Surely Apple will find willing buyers for a multitouch-capable mini-Mac with a full keyboard. The success of the MacBook Air suggests there's a new willingness at Apple's Cupertino (Calif.) headquarters to fundamentally rethink what a Mac notebook can be. Taiwan's Asustek has shown some spark with its diminutive eePC (BusinessWeek.com, 3/6/08).

Imagine the possibilities. Zoom in on pictures or documents easily, using a motion similar to that of the "pinch" that makes the iPhone so great.

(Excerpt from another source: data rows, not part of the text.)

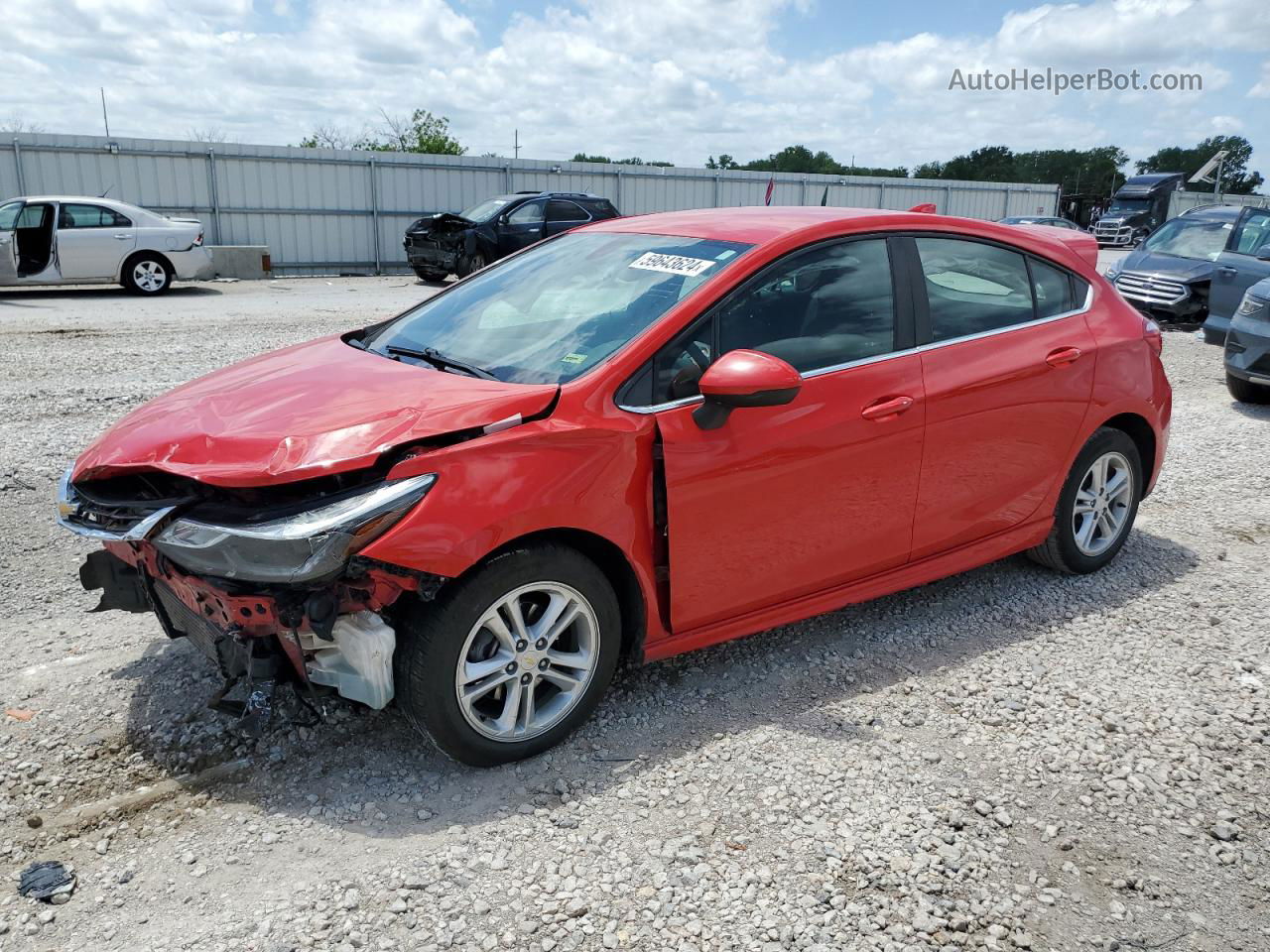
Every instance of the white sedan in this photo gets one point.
(71, 240)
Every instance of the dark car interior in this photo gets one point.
(33, 236)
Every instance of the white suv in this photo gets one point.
(70, 240)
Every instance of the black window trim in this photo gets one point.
(925, 336)
(902, 295)
(1239, 221)
(549, 220)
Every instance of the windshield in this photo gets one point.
(552, 313)
(485, 209)
(1189, 239)
(1128, 206)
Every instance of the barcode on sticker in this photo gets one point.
(671, 264)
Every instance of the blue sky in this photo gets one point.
(662, 79)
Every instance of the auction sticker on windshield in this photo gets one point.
(671, 264)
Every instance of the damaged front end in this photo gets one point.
(439, 243)
(267, 583)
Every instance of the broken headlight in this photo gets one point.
(309, 544)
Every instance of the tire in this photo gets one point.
(1246, 391)
(148, 275)
(1072, 552)
(453, 645)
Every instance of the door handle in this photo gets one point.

You could "zoom" in and out of the desktop, letting you arrange tasks as easily as you would pieces of paper on your real desk, and just as easily zoom in and out of applications.

A Breakthrough Bargain?

If you like Spaces, the feature on the Mac that lets you dedicate virtual screens to each application and then switch between them at a keystroke, you might like it better if you could use your fingers to swipe between one space and another in the same way you can now swipe between home screens on the iPhone. That smaller mini-Mac screen might not seem so little after all.

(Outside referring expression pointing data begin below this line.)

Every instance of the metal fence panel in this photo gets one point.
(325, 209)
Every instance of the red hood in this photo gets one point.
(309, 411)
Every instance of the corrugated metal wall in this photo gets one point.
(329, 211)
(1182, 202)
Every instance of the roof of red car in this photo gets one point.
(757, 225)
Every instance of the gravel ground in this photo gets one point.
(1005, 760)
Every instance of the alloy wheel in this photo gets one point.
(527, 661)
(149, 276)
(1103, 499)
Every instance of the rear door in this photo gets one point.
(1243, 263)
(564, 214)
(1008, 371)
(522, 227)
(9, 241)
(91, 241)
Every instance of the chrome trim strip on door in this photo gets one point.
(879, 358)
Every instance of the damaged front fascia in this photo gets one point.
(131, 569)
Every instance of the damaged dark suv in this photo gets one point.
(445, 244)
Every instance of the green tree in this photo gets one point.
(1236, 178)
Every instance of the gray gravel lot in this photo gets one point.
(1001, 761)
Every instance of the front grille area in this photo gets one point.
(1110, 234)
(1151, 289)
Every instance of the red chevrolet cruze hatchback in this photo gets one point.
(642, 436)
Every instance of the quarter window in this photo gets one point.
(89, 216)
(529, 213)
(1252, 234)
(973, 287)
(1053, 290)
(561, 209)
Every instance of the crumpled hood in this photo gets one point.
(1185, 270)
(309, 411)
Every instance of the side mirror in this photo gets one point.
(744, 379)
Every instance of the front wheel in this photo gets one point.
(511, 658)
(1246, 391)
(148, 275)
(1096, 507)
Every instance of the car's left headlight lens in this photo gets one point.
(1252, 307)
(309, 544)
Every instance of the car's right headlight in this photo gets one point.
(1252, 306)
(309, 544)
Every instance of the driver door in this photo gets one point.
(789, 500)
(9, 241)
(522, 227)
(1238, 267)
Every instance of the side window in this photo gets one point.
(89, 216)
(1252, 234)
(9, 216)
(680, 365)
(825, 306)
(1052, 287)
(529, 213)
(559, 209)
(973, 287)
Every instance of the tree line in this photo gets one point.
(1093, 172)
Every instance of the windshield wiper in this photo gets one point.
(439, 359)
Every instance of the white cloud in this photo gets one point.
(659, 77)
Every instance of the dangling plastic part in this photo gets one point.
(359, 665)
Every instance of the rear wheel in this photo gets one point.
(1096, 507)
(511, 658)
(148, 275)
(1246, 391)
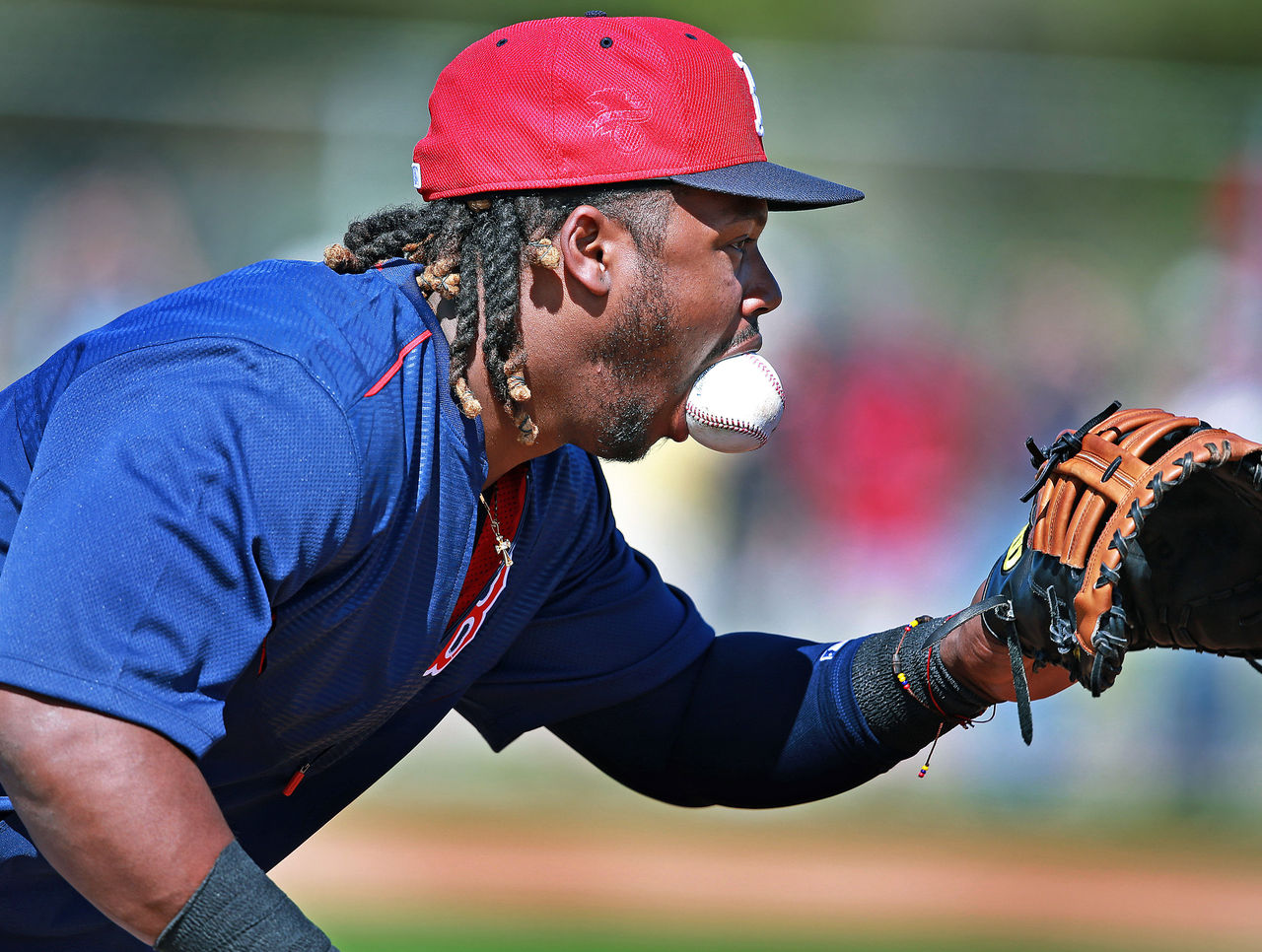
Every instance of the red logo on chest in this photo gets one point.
(468, 628)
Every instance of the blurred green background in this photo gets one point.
(1058, 192)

An argument against a touchscreen mini-Mac is that it might cannibalize sales of the MacBook Air. But Apple could minimize such risks by keeping the price lower—say, by offering limited storage capacity, such as 32 gigabytes on a solid-state flash memory drive. That's the same as what's available on the higher-end $499 version of the iPod touch. Using flash would give the machine the ability to travel well; all the data stored on the drive would survive a drop, for instance. Plus it could be as thin as the Air, if not thinner, while still having room for a USB port or two.

Most important, this new, smaller machine could sell for less than $800—new price territory for Apple. (The current starting price for a MacBook is $1,099.) It would certainly be a popular product, with both an excellent set of features and an aggressive price. Multitouch screens could then easily migrate up the ladder into mainstream Apple notebooks, then into the iMac, and perhaps even its line of Cinema Displays desktop monitors. Perhaps in time we'll be so accustomed to using touchscreens that we no longer need a mouse.

Hesseldahl is a reporter for BusinessWeek.com.